Easton Selby, chair and associate professor in the Department of Visual Arts, remembers telling Barrett, “You need more meat within your work, something for someone to grab on to and take away from it.”
Over the next few semesters, Barrett began putting more research into his work to gain a full understanding of the story behind the images he sought to capture. One project, now titled Bright Leaf, was created from Barrett’s visits to local tobacco fields over a period of two years.
Barrett began his research by reading Eldred E. “Wink” Prince’s Long Green: The Rise and Fall of Tobacco in South Carolina and by considering numerous approaches to the topic. He finally settled on photographs that document the modernized process of tobacco farming, in contrast to the more traditional method. The reasoning for his focus grew out of an understanding of how farming practices represent Southern lifestyles, both traditional and modern.
“I had friends who grew up on family farms in Horry County and grew tobacco,” said Barrett, “and I heard stories over and over again about how children all summer long worked in those fields in the heat, daylight to dusk. I couldn’t really go back and photograph them and how that occurred, but I said, I’ll do what I can do: document current practices. And my friends hated [my photographs] because they said, ‘Farmers today disrespect the leaf.’ My friend said if he broke a leaf while working, he couldn’t sit down for a week. So now they harvest it mechanically and they put it in compacters and 700-pound bales with wire around them, and my friends say, ‘That’s not the way we did it.’ So there’s a story involved there.”
Barrett’s photograph Rooster Time from the Bright Leaf series won the photography category at 2017 ArtFields, a prestigious juried annual art festival in Lake City, South Carolina.

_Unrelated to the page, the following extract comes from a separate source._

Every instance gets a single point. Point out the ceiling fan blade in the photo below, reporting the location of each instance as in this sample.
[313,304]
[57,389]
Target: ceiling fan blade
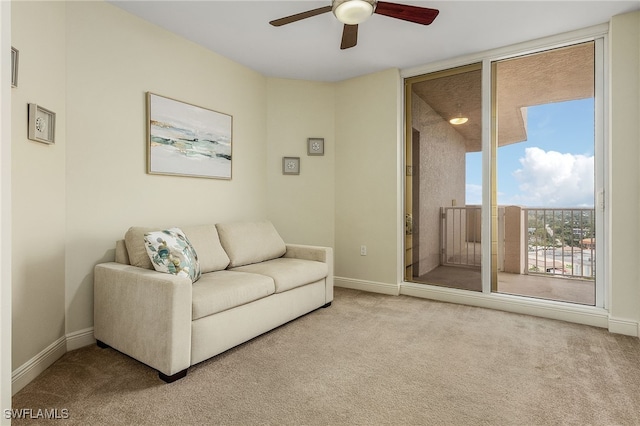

Barrett’s current exhibit at the Myrtle Beach Art Museum began when Liz Miller, curator at the museum, asked him to document people and places involved in food preparation and service in Horry and Georgetown counties. Barrett visited numerous fairly humble establishments that serve a local crowd and would likely be missed by a tourist passing through. Scott’s Bar-B-Que in Hemingway, Ocean Fish Market in Conway and Big Mike’s Soul Food in Myrtle Beach were all destinations where Barrett photographed the cooks, the diners, the décor and the process of preparing food in a home-style environment.
Miller initially sought out Barrett for the exhibit because she was familiar with his background and his work.
“He knows the people, he knows the places, he knows how to capture the feeling of the place. When you experience his photographs, you know what it feels like to be sitting at that diner,” Miller said.
In considering Barrett’s artistic progress over the past several years, Selby said it’s rewarding when students take critique to heart and fully incorporate it into their work.
“Our message finally—to use a photo pun—clicked, and he was like ‘Oh. OK. This is what they meant,’” said Selby. “It’s been absolutely wonderful to watch that process.”